On an afternoon in 1828, an African American woman named Sojourner Truth walked out of a New York courtroom with her head held high. She had just won a court case that would reunite her with her son. Like all children of slaves, Truth’s son was considered to be the property of the slave owner. But with the laws in the northern states rapidly changing, she was able to win freedom for five-year-old Peter. She was now the first African American woman to ever win a court case against a white man.
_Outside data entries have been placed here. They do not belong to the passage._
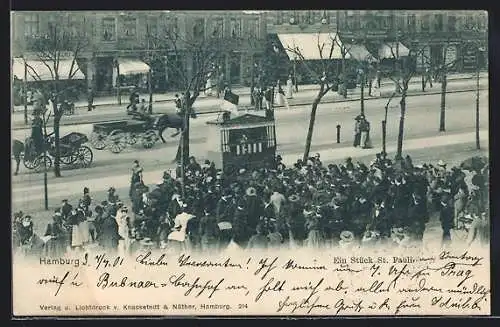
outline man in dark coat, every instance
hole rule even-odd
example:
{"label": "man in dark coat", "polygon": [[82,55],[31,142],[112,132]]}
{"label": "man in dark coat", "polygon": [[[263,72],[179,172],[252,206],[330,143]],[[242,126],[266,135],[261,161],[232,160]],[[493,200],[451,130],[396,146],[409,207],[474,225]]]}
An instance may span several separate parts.
{"label": "man in dark coat", "polygon": [[443,243],[449,243],[451,241],[450,230],[453,228],[455,214],[450,194],[443,193],[439,207],[439,220],[443,229]]}
{"label": "man in dark coat", "polygon": [[425,224],[429,221],[426,198],[418,193],[413,193],[408,207],[408,225],[410,233],[415,235],[417,240],[422,240],[425,231]]}
{"label": "man in dark coat", "polygon": [[99,245],[108,251],[116,251],[119,240],[118,223],[112,216],[108,215],[101,224]]}
{"label": "man in dark coat", "polygon": [[235,207],[231,191],[225,189],[222,197],[217,202],[217,207],[216,207],[217,222],[222,222],[222,221],[231,222],[233,220],[234,209]]}
{"label": "man in dark coat", "polygon": [[257,196],[257,190],[249,187],[245,195],[245,208],[248,213],[248,228],[255,230],[259,222],[259,217],[264,214],[264,203]]}

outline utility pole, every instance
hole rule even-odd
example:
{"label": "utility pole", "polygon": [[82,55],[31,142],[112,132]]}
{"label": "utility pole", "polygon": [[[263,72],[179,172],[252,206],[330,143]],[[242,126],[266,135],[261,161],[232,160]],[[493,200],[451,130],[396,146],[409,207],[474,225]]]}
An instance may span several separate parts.
{"label": "utility pole", "polygon": [[365,71],[361,73],[361,115],[365,115]]}
{"label": "utility pole", "polygon": [[23,103],[24,103],[24,124],[28,125],[28,64],[24,62],[24,80],[23,80]]}
{"label": "utility pole", "polygon": [[476,149],[481,149],[481,143],[479,139],[479,54],[481,50],[479,47],[476,51]]}
{"label": "utility pole", "polygon": [[153,113],[153,85],[152,85],[152,73],[153,69],[151,68],[151,51],[149,46],[149,39],[151,37],[149,30],[149,23],[146,24],[146,37],[147,37],[147,55],[148,55],[148,63],[149,63],[149,72],[148,72],[148,92],[149,92],[149,106],[148,113]]}

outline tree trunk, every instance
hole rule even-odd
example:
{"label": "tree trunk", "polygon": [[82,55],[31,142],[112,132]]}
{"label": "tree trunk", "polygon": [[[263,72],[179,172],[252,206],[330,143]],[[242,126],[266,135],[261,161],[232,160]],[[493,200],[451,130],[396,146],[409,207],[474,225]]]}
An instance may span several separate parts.
{"label": "tree trunk", "polygon": [[304,162],[306,162],[309,158],[309,151],[311,150],[312,135],[314,131],[314,122],[316,120],[316,110],[318,109],[318,104],[321,101],[321,97],[321,94],[318,94],[312,104],[311,119],[309,120],[309,129],[307,130],[306,148],[304,150],[304,156],[302,157],[302,160]]}
{"label": "tree trunk", "polygon": [[441,78],[441,115],[439,117],[439,131],[445,132],[445,118],[446,118],[446,72],[443,73]]}
{"label": "tree trunk", "polygon": [[479,139],[479,56],[477,59],[476,71],[476,149],[481,149],[481,142]]}
{"label": "tree trunk", "polygon": [[361,75],[361,114],[365,115],[365,74]]}
{"label": "tree trunk", "polygon": [[403,91],[401,92],[401,101],[399,101],[399,106],[401,108],[401,115],[399,117],[398,148],[396,152],[396,159],[403,158],[403,138],[405,131],[405,115],[406,115],[406,91],[407,88],[403,89]]}
{"label": "tree trunk", "polygon": [[[57,111],[54,111],[57,112]],[[60,129],[61,116],[59,114],[54,115],[54,176],[61,177],[61,142],[60,142]]]}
Sojourner Truth was born with the name Isabella Baumfree. She grew up as a slave on an estate in Esopus, New York. As a young girl, she was made to plow fields, plant crops, and spin wool. But in 1826, young “Bella” escaped to freedom with her daughter Sofia. She was forced to leave her other children behind. The laws of the day said that slaves could not live freely in New York until they had reached the age of twenty.

In 1843, Isabella Baumfree changed her name to Sojourner Truth. She told others that she now understood the truth about her purpose in life. She was called to be a “sojourner”: a person who wandered from place to place, never staying anywhere for very long.

From then on, Sojourner Truth traveled far and wide, preaching about why slavery should be abolished. Just as she chose her own name, Truth chose her own destiny. For the rest of her long and amazing life, she would continue to fight tirelessly for what she knew to be true.